Entrepreneurs wear two hats (okay, it’s often more than that.) You’re both an employee and a shareholder. You produce the revenue, and you should benefit from that revenue. Just as you’d nurture a star employee, and just as you’d expect a return on your investment as a shareholder in another business, you deserve – in fact, you’re obligated – to pay yourself for both of these roles.
Why should you pay yourself more?
To avoid being a crutch.
Make a list of your responsibilities and duties. What would you pay someone to do all of that work? If you’re not fairly compensating yourself, then you’re not running your business responsibly. If you’re subsidizing your business by underpaying yourself, then your company is doing little more than limping along. Paying yourself a fair wage forces you to run your business properly and profitably, and is inevitably better for your business in the long run. Too many company founders suffer under the delusion that they must sacrifice income in order to start a business. In fact, the opposite is true: if you start a business and require it to be profitable from day one, you have a much better long-term outlook.
To make yourself replaceable.
Growth comes when you can hire an employee for part of your current workload and free yourself up for bigger and better things. If you’re already paying yourself for the duties you’re hiring for, then it’s an easy transition. If you’ve been volunteering your efforts, then you have to scrounge up the money for payroll – not an ideal scenario. It’s not uncommon to see entrepreneurs running around like one-armed paper hangers, unable to see the big picture for all of their little daily duties. You must be able to afford employees as you grow so that you can keep the big picture in sharp focus.

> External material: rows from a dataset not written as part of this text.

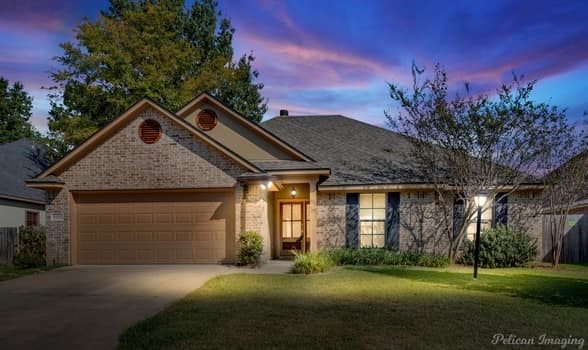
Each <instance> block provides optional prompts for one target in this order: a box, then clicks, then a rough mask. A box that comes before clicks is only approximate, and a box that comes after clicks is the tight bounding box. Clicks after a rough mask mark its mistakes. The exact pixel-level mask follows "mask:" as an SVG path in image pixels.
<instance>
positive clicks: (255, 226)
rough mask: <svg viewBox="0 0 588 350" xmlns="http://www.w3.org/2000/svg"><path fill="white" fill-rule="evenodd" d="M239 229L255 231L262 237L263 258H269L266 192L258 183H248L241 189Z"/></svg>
mask: <svg viewBox="0 0 588 350" xmlns="http://www.w3.org/2000/svg"><path fill="white" fill-rule="evenodd" d="M240 205H241V215H240V217H241V222H240V225H239V226H240V227H241V230H240V232H239V233H241V232H244V231H254V232H257V233H258V234H259V235H261V237H262V238H263V254H262V259H263V260H269V259H270V258H271V247H272V241H271V237H270V227H269V225H270V220H269V217H268V215H271V214H270V213H269V210H268V192H267V191H265V190H262V188H261V186H260V185H258V184H252V185H248V186H247V187H246V188H245V189H244V190H243V196H242V198H241V204H240Z"/></svg>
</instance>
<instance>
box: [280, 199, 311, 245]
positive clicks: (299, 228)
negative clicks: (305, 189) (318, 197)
mask: <svg viewBox="0 0 588 350" xmlns="http://www.w3.org/2000/svg"><path fill="white" fill-rule="evenodd" d="M307 207H308V202H304V201H291V202H281V203H280V248H281V249H280V250H281V251H280V255H282V256H289V255H290V256H291V255H292V251H294V250H297V251H301V252H305V251H307V249H308V247H309V242H308V241H307V237H306V231H307V226H308V219H307V215H306V213H307Z"/></svg>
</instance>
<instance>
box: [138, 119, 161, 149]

To keep from resenting your business.
I see it over and over: entrepreneurs who sacrifice their income to help their business limp along. They end up caught in the perpetual cycle of the desire to grow and the frustration of seeing their unsustainable business be unable to support that growth they so desperately want. If you’re getting paid fairly, you’re rewarding yourself for growth. It’s responsible and sustainable, and it breeds success.
To become more efficient.
If you’re writing yourself a paycheck, then your business has to bring in money. It’s that simple. Without the pressure of expenses to meet, it’s easy to treat your business more like a hobby, rather than the entity that lets you afford to live. As your business grows, you should also pay yourself more. Your healthy business should pay you dividends that reflect your hard work, vision, and dedication.

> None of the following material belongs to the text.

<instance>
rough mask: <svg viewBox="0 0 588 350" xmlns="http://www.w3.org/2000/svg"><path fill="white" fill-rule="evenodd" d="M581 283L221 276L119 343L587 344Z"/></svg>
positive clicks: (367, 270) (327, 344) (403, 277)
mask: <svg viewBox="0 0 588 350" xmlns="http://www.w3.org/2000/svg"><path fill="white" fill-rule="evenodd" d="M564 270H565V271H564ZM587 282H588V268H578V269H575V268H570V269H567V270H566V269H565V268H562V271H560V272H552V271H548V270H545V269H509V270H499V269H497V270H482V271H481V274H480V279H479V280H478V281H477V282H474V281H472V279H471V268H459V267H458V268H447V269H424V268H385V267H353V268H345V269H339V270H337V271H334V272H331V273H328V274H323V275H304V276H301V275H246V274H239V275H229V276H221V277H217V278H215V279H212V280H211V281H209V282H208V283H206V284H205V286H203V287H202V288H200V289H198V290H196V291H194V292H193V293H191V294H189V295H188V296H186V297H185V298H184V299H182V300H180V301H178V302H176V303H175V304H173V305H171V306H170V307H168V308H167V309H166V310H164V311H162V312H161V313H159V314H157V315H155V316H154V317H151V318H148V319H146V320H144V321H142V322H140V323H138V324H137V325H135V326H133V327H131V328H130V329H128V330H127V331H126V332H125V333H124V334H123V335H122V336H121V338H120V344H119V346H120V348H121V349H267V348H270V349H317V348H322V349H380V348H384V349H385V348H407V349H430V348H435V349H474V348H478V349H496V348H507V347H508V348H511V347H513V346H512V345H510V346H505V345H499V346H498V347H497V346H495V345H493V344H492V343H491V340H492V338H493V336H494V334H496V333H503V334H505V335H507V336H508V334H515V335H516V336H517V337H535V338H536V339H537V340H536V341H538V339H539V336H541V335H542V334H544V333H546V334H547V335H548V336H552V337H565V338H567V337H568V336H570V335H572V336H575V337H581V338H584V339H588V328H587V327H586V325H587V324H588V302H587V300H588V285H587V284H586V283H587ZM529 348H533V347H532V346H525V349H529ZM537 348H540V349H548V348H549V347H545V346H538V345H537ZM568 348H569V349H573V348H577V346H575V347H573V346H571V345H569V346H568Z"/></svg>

Now you’ll notice that what’s absent from the list of reason you should pay yourself more is a fancy sportscar, or your impending 20-year reunion and your desire to impress the folks who sneered at you in school. Don’t get me wrong, I get the appeal of success, however you measure that.

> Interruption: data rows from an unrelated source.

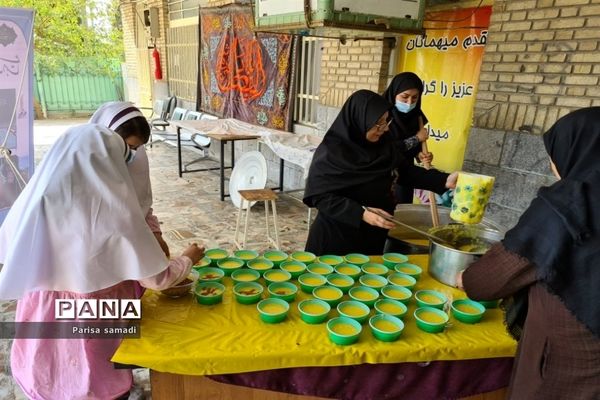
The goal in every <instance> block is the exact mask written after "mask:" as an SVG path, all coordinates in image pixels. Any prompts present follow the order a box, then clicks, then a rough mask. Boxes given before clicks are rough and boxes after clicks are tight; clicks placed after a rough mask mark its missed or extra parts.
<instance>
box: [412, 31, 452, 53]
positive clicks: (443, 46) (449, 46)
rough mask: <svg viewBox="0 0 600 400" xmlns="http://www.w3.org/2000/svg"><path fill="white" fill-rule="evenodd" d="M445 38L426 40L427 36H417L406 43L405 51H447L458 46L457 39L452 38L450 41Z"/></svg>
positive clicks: (429, 38)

The reason I’m telling you that you must pay yourself fairly is because it’s better for your business, both in the short and in the long term. Requiring your business to be sustainable is smart. You’ll force yourself to find ways to economize and boost your efficiency. You’ll find that you attract better employees if you realize the value of the work you’re asking them to do. And you’ll realize that growth will perpetuate growth. Creating good habits will yield benefits for the entire life of your company.